Question

A $10\, kg$ block is placed on a horizontal surface whose coefficient of friction is $0.2$. A horizontal force $P=15 \, N$ first acts on it in the eastward direction. Later, in addition to $P$ a second horizontal force $Q=20\, N$ acts on it in the northward direction : (Take $g=10 \, m / s ^{2}$ )

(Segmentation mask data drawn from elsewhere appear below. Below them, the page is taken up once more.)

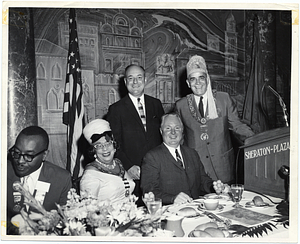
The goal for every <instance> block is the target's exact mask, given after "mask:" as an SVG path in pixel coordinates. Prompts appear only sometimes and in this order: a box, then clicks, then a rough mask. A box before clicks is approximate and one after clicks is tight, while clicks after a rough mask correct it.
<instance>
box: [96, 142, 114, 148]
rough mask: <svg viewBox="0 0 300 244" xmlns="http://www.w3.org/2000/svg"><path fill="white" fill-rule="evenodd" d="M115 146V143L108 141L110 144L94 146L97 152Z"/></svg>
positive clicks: (107, 143) (96, 144)
mask: <svg viewBox="0 0 300 244" xmlns="http://www.w3.org/2000/svg"><path fill="white" fill-rule="evenodd" d="M112 145H113V141H108V142H105V143H99V144H96V145H94V148H95V149H96V150H99V149H101V150H103V149H104V148H108V147H111V146H112Z"/></svg>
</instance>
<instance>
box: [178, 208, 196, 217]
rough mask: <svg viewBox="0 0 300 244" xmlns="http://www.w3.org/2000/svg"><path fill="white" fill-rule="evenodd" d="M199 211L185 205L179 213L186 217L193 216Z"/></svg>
mask: <svg viewBox="0 0 300 244" xmlns="http://www.w3.org/2000/svg"><path fill="white" fill-rule="evenodd" d="M197 214H198V212H197V211H196V210H195V209H194V208H192V207H184V208H182V209H180V210H179V211H178V215H180V216H184V217H192V216H196V215H197Z"/></svg>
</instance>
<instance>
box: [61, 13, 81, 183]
mask: <svg viewBox="0 0 300 244" xmlns="http://www.w3.org/2000/svg"><path fill="white" fill-rule="evenodd" d="M75 17H76V14H75V9H70V15H69V52H68V64H67V75H66V85H65V95H64V111H63V123H64V124H65V125H67V166H66V169H67V170H69V171H70V172H71V174H72V177H73V179H77V178H78V177H79V176H80V175H81V174H82V172H83V166H82V163H81V161H82V160H83V155H82V153H81V152H80V150H79V148H78V141H79V138H80V137H81V135H82V130H83V127H84V106H83V99H82V79H81V65H80V56H79V46H78V35H77V27H76V19H75Z"/></svg>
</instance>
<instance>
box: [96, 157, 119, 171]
mask: <svg viewBox="0 0 300 244" xmlns="http://www.w3.org/2000/svg"><path fill="white" fill-rule="evenodd" d="M95 161H97V163H99V164H100V165H101V166H103V167H105V168H107V169H114V168H115V167H116V162H115V160H113V163H112V164H104V163H102V162H100V161H99V160H98V158H95Z"/></svg>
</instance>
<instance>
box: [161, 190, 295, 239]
mask: <svg viewBox="0 0 300 244" xmlns="http://www.w3.org/2000/svg"><path fill="white" fill-rule="evenodd" d="M257 196H259V197H260V199H262V200H263V202H264V204H263V205H262V206H256V205H254V204H253V199H254V197H257ZM216 197H218V198H219V207H218V208H217V209H216V210H211V211H208V210H205V209H203V204H202V205H201V201H203V200H204V199H205V198H216ZM282 202H283V199H280V198H277V197H272V196H268V195H264V194H259V193H256V192H252V191H247V190H244V192H243V195H242V199H241V201H240V205H241V206H240V207H238V208H235V207H234V206H233V205H234V202H233V201H232V199H231V197H229V196H225V195H220V196H217V195H216V194H208V195H206V196H204V197H199V199H195V200H194V201H192V202H190V203H185V204H182V205H168V206H164V207H163V215H162V223H164V225H163V226H165V224H166V223H167V221H168V220H167V219H168V218H170V216H172V215H180V214H179V213H180V209H182V208H188V207H190V208H193V209H195V210H196V212H197V214H196V215H195V216H191V217H189V216H185V217H184V218H183V219H182V221H181V227H182V230H183V234H182V236H181V238H189V239H190V240H191V241H192V238H194V239H195V240H199V238H202V237H191V236H192V235H191V233H192V231H193V230H195V228H196V227H197V226H199V225H201V224H205V223H208V222H218V221H219V223H220V221H221V222H222V221H223V222H224V223H225V222H226V223H227V224H228V223H230V225H229V229H228V230H229V232H230V234H231V236H230V237H231V238H234V240H237V239H242V240H247V239H249V238H263V239H268V240H269V239H270V240H276V242H278V241H280V242H284V241H286V240H288V239H289V238H290V231H289V225H288V224H286V223H287V222H286V218H285V222H284V221H282V222H280V221H279V222H276V221H275V220H278V218H279V217H281V215H280V213H279V212H278V209H277V208H276V207H277V206H278V204H280V203H282ZM276 216H277V217H276ZM285 217H286V216H285ZM287 218H288V217H287ZM287 221H288V219H287ZM233 226H235V227H238V226H239V227H241V226H242V227H243V228H246V229H247V230H248V231H251V230H252V232H248V233H252V234H247V231H246V232H245V233H242V232H240V233H239V232H237V231H236V230H231V229H230V227H233ZM227 227H228V225H227ZM255 233H257V234H255ZM259 233H260V234H259ZM173 237H176V236H173ZM226 238H229V237H226ZM202 239H203V238H202ZM218 239H219V238H218ZM205 240H207V239H205ZM214 240H216V239H214ZM223 240H225V238H223ZM227 241H228V240H227Z"/></svg>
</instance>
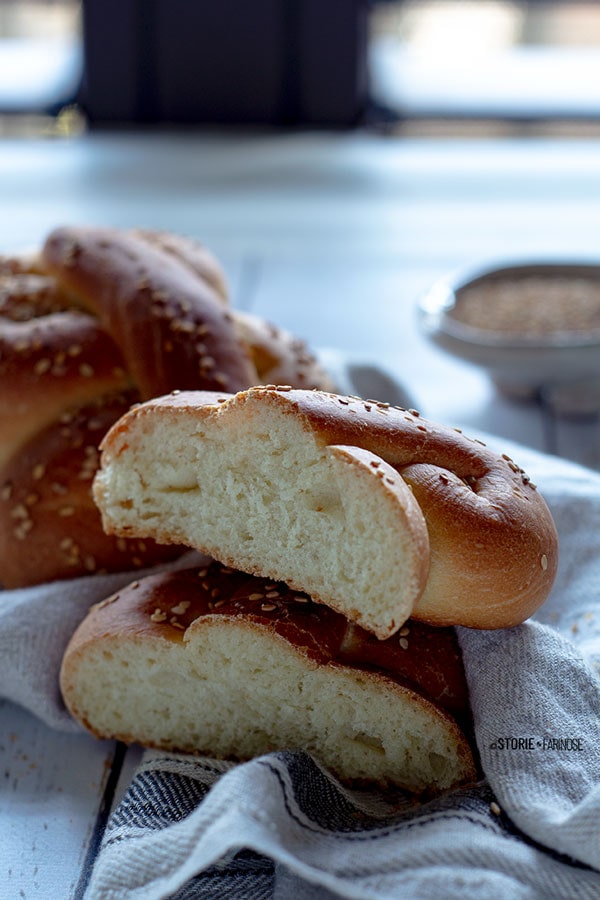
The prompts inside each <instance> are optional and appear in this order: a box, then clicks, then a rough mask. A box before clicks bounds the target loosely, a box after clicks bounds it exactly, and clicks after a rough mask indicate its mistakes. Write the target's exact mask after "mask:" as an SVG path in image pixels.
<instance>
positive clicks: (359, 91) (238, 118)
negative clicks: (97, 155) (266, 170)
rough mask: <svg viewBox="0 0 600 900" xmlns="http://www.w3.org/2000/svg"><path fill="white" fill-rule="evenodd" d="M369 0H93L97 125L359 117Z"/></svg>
mask: <svg viewBox="0 0 600 900" xmlns="http://www.w3.org/2000/svg"><path fill="white" fill-rule="evenodd" d="M368 8H369V2H368V0H326V2H323V0H251V2H248V0H84V2H83V41H84V57H85V70H84V76H83V82H82V86H81V92H80V97H79V98H78V99H79V103H80V105H81V107H82V110H83V111H84V113H85V114H86V116H87V117H88V119H89V122H90V124H91V125H101V124H105V125H110V124H117V123H123V124H125V123H130V122H135V123H148V124H157V123H167V124H168V123H173V124H196V123H219V124H253V123H254V124H266V125H272V126H296V125H313V126H316V127H319V126H323V127H331V126H334V127H351V126H353V125H356V124H358V123H359V121H360V119H361V117H362V115H363V113H364V111H365V107H366V104H367V93H368V90H367V32H368Z"/></svg>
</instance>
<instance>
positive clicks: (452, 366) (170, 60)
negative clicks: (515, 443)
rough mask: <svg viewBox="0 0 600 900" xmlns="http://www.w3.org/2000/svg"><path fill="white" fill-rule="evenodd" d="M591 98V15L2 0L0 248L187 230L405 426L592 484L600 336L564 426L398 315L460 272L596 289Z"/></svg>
mask: <svg viewBox="0 0 600 900" xmlns="http://www.w3.org/2000/svg"><path fill="white" fill-rule="evenodd" d="M599 85H600V3H592V2H553V0H531V2H521V0H404V2H398V0H394V2H392V0H390V2H384V0H379V2H378V0H252V2H248V0H82V2H76V0H45V2H43V0H37V2H34V0H0V199H1V200H2V204H3V205H2V207H0V208H1V209H2V211H3V213H4V215H3V216H0V246H1V247H2V248H3V249H4V250H10V249H22V248H24V247H25V248H27V247H30V246H36V245H39V243H40V242H41V241H42V240H43V239H44V237H45V235H46V234H47V233H48V232H49V230H50V229H51V228H53V227H54V226H55V225H57V224H59V223H62V222H68V223H73V224H75V223H83V224H86V223H87V224H108V225H111V226H115V227H131V226H139V225H144V226H145V227H150V228H162V229H166V230H173V231H177V232H182V233H185V234H189V235H191V236H193V237H195V238H197V239H199V240H201V241H203V242H204V243H206V244H207V245H208V246H209V247H210V248H211V249H212V250H213V252H215V254H216V255H217V256H218V257H219V258H220V259H221V261H222V263H223V264H224V267H225V269H226V272H227V275H228V279H229V284H230V289H231V296H232V302H233V304H234V305H235V306H237V307H238V308H240V309H245V310H248V311H252V312H254V313H256V314H258V315H261V316H263V317H264V318H266V319H268V320H270V321H274V322H276V323H277V324H278V325H280V326H281V327H284V328H287V329H288V330H290V331H291V332H293V333H294V334H296V335H297V336H299V337H301V338H303V339H304V340H306V341H307V342H308V343H309V345H310V346H312V347H316V348H323V349H327V350H331V351H333V352H334V353H338V354H341V356H342V357H343V358H344V359H348V358H350V359H351V360H352V361H353V362H355V363H356V362H359V363H360V362H361V361H363V360H364V361H366V362H367V363H372V362H374V361H375V362H377V364H378V365H380V366H381V367H382V368H384V369H385V371H386V372H390V373H391V374H392V375H393V376H394V378H395V379H396V380H397V381H398V382H399V383H400V385H401V386H403V387H405V388H406V389H407V390H408V393H409V395H410V397H411V398H413V399H414V403H413V405H415V406H418V407H419V408H420V409H421V411H422V412H423V413H424V415H428V416H429V417H430V418H433V419H440V420H443V421H450V422H458V423H461V424H463V425H465V426H466V427H470V428H472V429H475V428H477V429H482V430H485V431H487V432H493V433H496V434H501V435H503V436H505V437H506V438H510V439H515V440H518V441H522V442H526V443H529V444H531V445H532V446H535V447H538V448H545V449H549V450H551V451H552V452H558V453H561V454H562V455H569V456H571V457H573V458H576V459H579V460H581V461H583V462H584V463H586V464H589V465H594V466H600V376H599V373H598V371H597V370H598V368H599V363H600V340H599V343H598V353H597V354H596V357H595V362H593V364H592V369H593V371H592V372H591V375H590V384H589V385H588V384H587V383H586V384H585V385H584V389H585V393H586V400H585V405H586V409H587V411H588V413H589V414H587V413H586V415H587V420H586V424H585V427H584V429H583V430H582V429H581V428H580V427H579V423H578V422H575V421H574V420H573V419H574V417H573V411H574V409H575V408H577V410H578V411H580V410H581V409H582V406H583V404H580V403H578V404H574V403H573V402H572V396H573V391H571V392H570V393H569V397H568V402H565V403H562V407H561V413H560V416H559V415H557V409H556V405H555V402H554V400H553V401H552V404H550V405H548V403H545V404H544V403H540V402H538V403H537V405H536V404H532V403H529V404H527V403H521V404H519V403H516V402H514V400H513V399H511V398H506V397H504V396H503V395H502V394H501V393H500V392H498V391H497V390H495V388H494V385H493V384H492V383H491V381H490V379H489V378H487V377H486V373H485V371H484V369H485V365H484V363H485V362H486V359H485V355H484V356H483V358H482V360H481V361H480V363H479V365H473V364H472V363H471V362H470V361H468V360H463V359H462V358H461V359H459V358H456V357H455V356H452V355H450V354H448V353H445V352H443V351H442V350H441V349H440V348H439V347H438V346H433V345H432V343H431V341H429V340H428V338H427V336H426V335H425V334H424V333H423V329H422V328H421V327H419V324H418V321H417V316H416V306H417V303H418V301H419V299H420V298H422V297H423V296H424V295H426V294H427V292H429V291H431V289H432V286H435V285H436V284H437V283H438V280H439V279H442V278H445V277H446V275H447V274H448V273H453V272H456V271H460V270H463V269H464V268H465V267H467V268H469V267H478V266H481V267H484V268H485V267H490V266H492V267H493V266H494V265H497V264H501V263H502V262H505V261H509V262H511V261H518V260H523V261H524V262H530V261H536V260H542V261H543V260H550V261H556V260H567V261H569V260H574V261H578V260H583V261H590V262H591V263H592V264H593V265H594V270H595V271H596V272H600V266H598V262H599V261H600V252H599V248H598V234H600V142H599V141H598V138H599V137H600V87H599ZM597 330H598V334H599V335H600V328H599V329H597ZM553 339H554V338H552V340H553ZM588 350H589V348H588ZM592 351H593V348H592ZM592 355H593V354H592ZM567 375H569V373H567ZM569 377H570V376H569ZM561 386H562V382H561ZM386 389H387V388H386ZM576 389H577V391H578V392H579V390H580V385H579V380H578V381H577V384H576ZM361 390H362V389H359V390H358V392H361ZM553 396H554V395H553ZM538 400H539V398H538ZM563 412H565V413H568V414H569V415H570V416H571V421H570V422H568V423H567V422H566V415H564V414H563ZM578 414H579V412H578ZM592 419H593V430H590V421H591V420H592Z"/></svg>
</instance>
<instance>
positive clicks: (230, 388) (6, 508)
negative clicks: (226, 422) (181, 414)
mask: <svg viewBox="0 0 600 900" xmlns="http://www.w3.org/2000/svg"><path fill="white" fill-rule="evenodd" d="M226 302H227V288H226V283H225V277H224V275H223V272H222V270H221V267H220V265H219V263H218V261H217V260H216V259H215V258H214V256H212V254H211V253H210V252H209V251H208V250H207V249H206V248H205V247H202V246H201V245H199V244H197V243H196V242H195V241H192V240H191V239H188V238H184V237H181V236H178V235H173V234H168V233H166V232H152V231H145V230H141V229H140V230H131V231H118V230H116V229H106V228H58V229H56V230H55V231H54V232H52V233H51V234H50V235H49V236H48V239H47V241H46V242H45V245H44V247H43V249H42V252H41V253H39V254H38V253H31V254H29V255H22V256H14V257H8V256H7V257H3V258H0V385H1V387H0V483H1V484H3V485H4V489H5V491H7V490H9V489H10V490H14V491H16V493H17V494H19V495H20V494H23V496H27V495H28V494H29V493H30V490H31V489H32V488H31V484H30V479H29V477H28V475H27V467H26V465H25V463H24V462H23V460H20V459H19V456H20V454H22V453H24V452H25V450H26V453H27V458H29V457H30V456H32V455H33V456H35V458H36V460H37V463H36V465H39V464H41V462H40V460H41V459H42V456H40V453H41V448H42V447H44V446H46V445H47V443H48V440H49V437H48V436H49V435H50V434H52V430H53V429H52V425H53V423H57V424H56V431H57V433H60V430H61V426H60V422H61V418H63V417H65V416H66V417H67V418H72V417H73V416H78V415H79V414H80V411H81V410H82V409H84V408H89V407H90V406H95V407H98V408H99V407H101V406H102V405H103V404H104V403H105V401H106V403H107V410H108V409H110V410H112V412H113V414H114V419H113V421H114V420H115V419H116V418H118V416H119V415H120V414H121V412H124V409H123V408H119V411H118V412H117V411H116V409H117V408H116V407H115V405H114V404H113V397H114V396H115V394H118V393H122V392H124V391H126V392H127V396H128V398H129V402H130V403H133V402H137V401H139V400H140V399H141V398H148V397H152V396H156V395H157V394H160V393H165V392H168V391H171V390H174V389H176V388H182V387H190V388H202V389H206V390H211V389H214V390H222V389H223V388H224V387H228V388H229V389H230V390H236V389H238V388H242V387H248V386H249V385H252V384H256V383H259V382H260V376H259V374H258V372H257V367H256V365H255V361H254V354H255V350H254V346H253V343H252V341H254V343H255V344H256V345H257V348H258V349H257V350H256V353H257V354H258V355H260V353H261V350H260V348H259V345H260V344H261V339H260V338H259V337H258V334H257V333H253V335H252V340H249V341H247V340H245V338H244V337H243V336H240V334H239V333H238V329H237V327H236V324H235V314H234V313H233V312H231V311H229V310H228V309H227V305H226ZM273 351H274V352H275V347H273ZM279 352H280V353H281V356H282V358H284V357H287V355H288V353H289V347H288V344H287V343H286V342H284V341H283V340H282V341H281V342H280V345H279ZM288 371H289V372H290V374H291V375H294V372H293V371H292V370H291V369H288ZM305 373H306V374H307V377H308V378H309V381H310V379H312V378H314V379H315V380H314V382H312V383H314V384H317V385H318V384H327V382H326V381H325V376H324V373H322V372H321V371H320V370H319V369H318V367H317V366H316V365H315V367H314V368H313V369H311V370H310V371H308V368H307V367H306V366H305V364H304V359H303V360H302V366H300V360H299V361H298V371H297V372H296V375H298V380H295V381H294V382H293V383H299V384H304V375H305ZM319 379H321V380H319ZM103 421H104V422H105V427H106V428H108V427H109V425H110V424H112V422H111V421H110V420H109V418H108V417H107V413H103ZM100 437H101V434H100V433H99V432H97V431H96V432H95V434H94V438H95V439H99V438H100ZM34 448H37V449H35V450H34ZM52 448H53V449H52V452H53V453H56V452H57V450H56V446H55V445H54V443H52ZM62 452H63V451H61V453H62ZM64 453H65V454H67V455H65V456H61V459H63V462H62V463H61V466H62V467H63V468H64V465H65V463H64V460H66V459H67V456H68V448H67V447H65V448H64ZM53 459H54V457H53ZM48 462H50V460H48ZM52 464H54V463H52ZM73 467H74V468H73V473H72V477H71V479H69V476H68V475H67V474H66V473H65V472H64V471H63V473H62V476H61V478H62V483H63V485H64V484H67V483H68V482H69V480H71V482H72V484H71V486H70V487H69V488H68V490H69V491H71V490H72V492H73V504H74V505H75V506H77V509H78V510H79V509H81V515H82V516H84V519H85V527H84V528H83V531H84V532H85V533H86V534H87V535H88V538H89V540H88V543H89V550H88V552H86V553H85V554H82V556H81V558H80V559H79V562H78V563H77V564H75V562H74V561H73V558H72V559H71V564H70V565H69V567H68V569H65V566H64V564H63V563H62V562H60V561H57V565H56V567H55V568H54V569H53V566H52V562H51V559H52V554H53V552H54V548H55V546H56V544H57V540H66V539H67V538H68V537H69V534H70V536H71V538H72V540H73V542H74V543H77V542H78V541H79V539H80V532H81V527H80V524H79V521H78V517H77V522H76V524H75V520H73V521H70V522H68V523H67V522H66V520H64V519H61V518H59V517H58V516H56V517H55V519H54V521H53V519H52V515H51V512H50V507H49V508H48V512H47V514H44V516H43V517H42V516H40V517H39V519H38V527H36V532H35V533H36V544H35V551H36V552H35V553H34V552H32V551H31V550H30V551H29V553H27V550H26V548H27V546H29V544H30V542H31V541H32V540H33V532H31V533H30V534H29V535H28V537H27V540H24V539H22V538H20V537H19V538H17V540H18V542H19V543H18V544H16V545H15V543H14V526H15V523H14V521H13V520H12V518H11V512H10V510H11V509H12V507H6V508H5V509H4V512H3V515H4V516H5V518H4V519H2V520H1V521H0V532H1V533H2V534H3V535H4V537H3V538H2V541H1V542H0V543H1V545H2V546H1V548H0V584H4V585H5V586H9V585H10V586H14V587H16V586H19V585H20V584H32V583H38V582H40V581H43V580H47V579H51V578H55V577H67V575H71V576H73V577H74V576H76V575H80V574H86V572H88V571H90V569H89V567H86V566H85V565H84V563H83V562H82V560H83V558H84V556H85V557H86V558H87V559H88V561H89V559H91V558H92V557H93V558H94V559H95V560H96V561H97V563H98V568H107V569H109V570H113V569H121V568H122V567H123V566H125V567H126V568H127V567H128V566H129V562H130V554H127V553H125V554H124V553H123V552H122V551H120V550H119V551H118V552H116V551H115V541H114V539H113V538H108V537H105V536H104V534H103V530H102V525H101V521H100V517H99V515H98V514H97V512H96V511H95V508H94V507H93V506H89V497H88V496H87V494H86V498H85V503H83V501H82V499H81V493H80V487H81V485H80V484H79V482H78V479H77V475H76V470H77V467H78V462H77V460H75V459H74V461H73ZM18 473H19V474H18ZM20 477H23V479H24V480H23V484H22V485H19V484H18V478H20ZM35 487H36V489H37V488H39V485H36V486H35ZM73 504H72V505H73ZM84 509H85V510H86V511H85V513H84V512H83V510H84ZM78 515H79V514H78ZM94 519H95V525H94V526H92V522H93V521H94ZM28 521H29V520H28ZM42 523H43V524H42ZM44 530H45V531H46V534H47V537H46V543H45V542H44V539H43V533H44ZM69 530H70V531H69ZM92 532H94V535H93V538H92ZM18 533H19V535H21V534H22V533H23V529H22V528H20V529H18ZM134 543H136V544H137V542H134ZM103 544H104V550H102V545H103ZM121 544H122V542H119V546H120V545H121ZM32 546H33V545H32ZM15 548H16V549H15ZM133 555H134V556H136V557H137V553H135V552H134V554H133ZM148 555H150V554H148ZM163 557H164V551H163V550H161V551H154V558H155V559H156V560H157V561H158V560H160V559H162V558H163ZM42 559H43V560H44V561H43V562H42V561H41V560H42ZM38 560H40V562H38ZM21 567H22V568H21Z"/></svg>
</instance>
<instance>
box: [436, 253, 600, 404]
mask: <svg viewBox="0 0 600 900" xmlns="http://www.w3.org/2000/svg"><path fill="white" fill-rule="evenodd" d="M418 316H419V323H420V327H421V329H422V330H423V332H424V334H426V335H427V336H428V337H429V338H430V340H432V341H433V342H434V343H435V344H436V345H437V346H439V347H440V348H442V349H443V350H445V351H447V352H448V353H451V354H452V355H454V356H457V357H460V358H461V359H463V360H466V361H468V362H470V363H473V364H475V365H477V366H480V367H481V368H482V369H484V370H485V371H486V372H487V373H488V374H489V376H490V378H491V379H492V380H493V382H494V383H495V384H496V386H497V387H498V389H499V390H500V391H501V392H502V393H504V394H506V395H507V396H509V397H511V398H515V399H530V398H531V399H533V398H538V399H539V398H540V397H542V398H544V399H546V400H548V401H549V402H550V403H551V404H552V405H553V406H554V407H555V408H556V410H557V411H559V412H562V413H564V414H569V413H572V414H574V415H581V414H590V413H593V414H595V413H597V412H598V411H599V410H600V263H598V264H595V263H587V262H586V263H568V262H557V263H554V262H553V263H543V262H540V263H517V264H510V265H500V266H495V267H494V268H485V269H484V268H482V269H477V270H475V269H470V270H468V271H462V272H458V273H454V274H453V275H449V276H447V277H445V278H442V279H440V280H439V281H437V282H436V283H435V284H434V285H433V286H432V287H431V289H430V290H429V291H428V292H427V293H426V294H425V295H424V296H423V297H421V299H420V300H419V302H418Z"/></svg>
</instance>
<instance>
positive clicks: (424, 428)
mask: <svg viewBox="0 0 600 900" xmlns="http://www.w3.org/2000/svg"><path fill="white" fill-rule="evenodd" d="M219 399H220V401H221V402H218V403H216V404H215V403H214V398H205V397H204V396H203V395H202V393H201V392H199V393H197V392H192V393H180V394H177V395H175V396H170V397H164V398H160V399H157V400H155V401H152V402H150V403H149V404H146V405H144V406H142V407H140V408H138V409H136V410H134V411H132V413H131V414H129V416H127V417H125V419H124V420H122V421H121V422H119V423H117V425H116V426H115V427H114V428H113V430H112V431H111V433H110V434H109V435H108V436H107V438H106V439H105V441H104V443H103V452H104V456H103V460H104V462H103V465H104V466H109V465H110V463H111V458H112V456H113V454H114V453H115V452H118V447H119V446H120V445H121V444H122V442H123V441H126V439H127V432H128V429H129V427H130V423H131V422H132V421H133V420H134V419H136V418H138V417H145V416H151V415H152V413H153V410H165V411H167V413H168V414H169V415H171V414H172V415H173V416H174V419H173V421H174V423H175V422H176V417H177V414H178V412H182V413H183V414H184V415H192V416H194V417H197V418H198V421H204V420H206V421H208V420H210V418H211V417H213V416H215V415H218V416H223V415H226V414H227V409H228V408H236V409H241V410H243V411H244V412H243V414H244V415H246V416H250V417H251V416H256V417H260V416H261V414H262V412H263V411H266V410H268V409H269V408H271V409H274V408H277V409H279V410H280V411H281V412H282V413H283V414H285V415H293V416H295V417H299V418H301V420H302V422H303V423H304V426H305V427H306V428H307V429H308V430H310V431H311V433H312V434H313V435H314V437H315V438H316V440H317V441H318V442H319V443H320V444H322V445H323V446H332V445H338V444H343V445H349V446H357V447H362V448H364V449H367V450H369V451H370V452H372V453H374V454H376V455H377V456H378V457H380V458H381V459H382V460H384V461H385V462H387V463H388V464H390V465H391V466H393V467H394V468H395V469H396V470H397V471H398V472H399V473H400V474H401V475H402V477H403V478H404V479H405V481H406V482H407V483H408V484H409V485H410V486H411V488H412V490H413V492H414V495H415V497H416V499H417V501H418V503H419V506H420V508H421V511H422V513H423V515H424V517H425V521H426V523H427V529H428V533H429V542H430V554H431V566H430V574H429V579H428V582H427V586H426V587H425V591H424V593H423V595H422V597H421V599H420V600H419V602H418V603H417V605H416V606H415V608H414V610H413V613H412V616H413V618H419V619H422V620H424V621H427V622H430V623H431V624H436V625H448V624H461V625H466V626H468V627H474V628H503V627H511V626H513V625H515V624H518V623H519V622H522V621H524V620H525V619H526V618H528V617H529V616H530V615H532V614H533V612H535V610H536V609H537V608H538V607H539V606H540V605H541V604H542V603H543V602H544V600H545V599H546V597H547V596H548V594H549V592H550V590H551V588H552V584H553V581H554V578H555V575H556V569H557V562H558V538H557V533H556V528H555V525H554V522H553V519H552V516H551V514H550V512H549V510H548V508H547V506H546V503H545V502H544V499H543V497H542V496H541V494H540V493H539V491H538V490H537V489H536V487H535V486H534V485H533V484H532V483H531V481H530V480H529V478H528V477H527V475H526V474H525V473H524V472H523V471H522V470H521V469H520V467H519V466H518V465H517V464H516V463H515V462H513V461H512V460H511V459H509V458H508V457H506V456H498V455H497V454H496V453H494V452H493V451H491V450H490V449H489V448H487V447H485V446H484V445H482V443H481V442H480V441H476V440H471V439H470V438H468V437H466V436H465V435H463V434H462V433H461V432H459V431H457V430H455V429H452V428H449V427H446V426H443V425H438V424H435V423H432V422H429V421H427V420H425V419H423V418H422V417H421V416H420V415H419V414H418V413H417V412H415V411H409V410H404V409H400V408H395V407H390V406H389V405H388V404H385V403H378V402H375V401H363V400H358V399H356V398H351V397H340V396H338V395H334V394H330V393H326V392H322V391H301V390H290V389H289V388H285V389H281V388H268V387H267V388H252V389H250V390H248V391H245V392H243V393H240V394H237V395H235V396H233V397H227V396H225V395H222V396H221V397H220V398H219ZM265 415H266V412H265ZM240 440H243V435H241V436H240ZM99 488H100V486H99ZM97 499H99V502H100V504H101V505H102V497H101V495H100V489H99V493H98V498H97ZM198 549H206V548H201V547H199V548H198ZM211 552H212V554H213V555H218V554H216V553H215V550H214V548H212V549H211ZM228 561H229V562H230V564H233V563H234V562H235V561H234V560H228ZM255 571H256V570H255Z"/></svg>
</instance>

• A. The block will not move when only $P$ acts, but will move when both $P$ and $Q$ act
• B. If the block moves, the acceleration will be $0.5 \, m / s ^{2}$
• C. When the block moves, its direction of motion will be $\tan ^{-1}(13 / 4)$ east of north
• D. When both $P$ and $Q$ act, the direction of the force of friction acting on the block will be $\tan ^{-1}(3 / 4)$ west of south

Answer 1

Answer: (A), (B), (C)

$f_{1 \max } =0.2 \times 10 \times 10 $
$=20\,N$
As $f_{1 \max }< P$, friction force
$f_{1}=15\, N $ and block do not move
When both $P$ and $Q$ acts, resultant applied force,
$R =\sqrt{P^{2}+Q^{2}}=\sqrt{15^{2}+20^{2}}$
$=\sqrt{625}=25 N$
$R >f_{1 \text { max }}$, thus block moves when both $P$ and $Q$ acts
$a=\frac{R-f_{1 \max }}{m} $
$=\frac{25-20}{10}=\frac{5}{10}=0.5\, m / s ^{2}$
Direction of $\vec{R}$,
$ \tan \theta =\frac{15}{20}=\frac{3}{4} $
$ \theta =\tan ^{-1} \frac{3}{4} $ (east of north)

Thus, direction of force of friction $\left(F_{r}\right)$ will be opposite to $R$, i.e. west of south.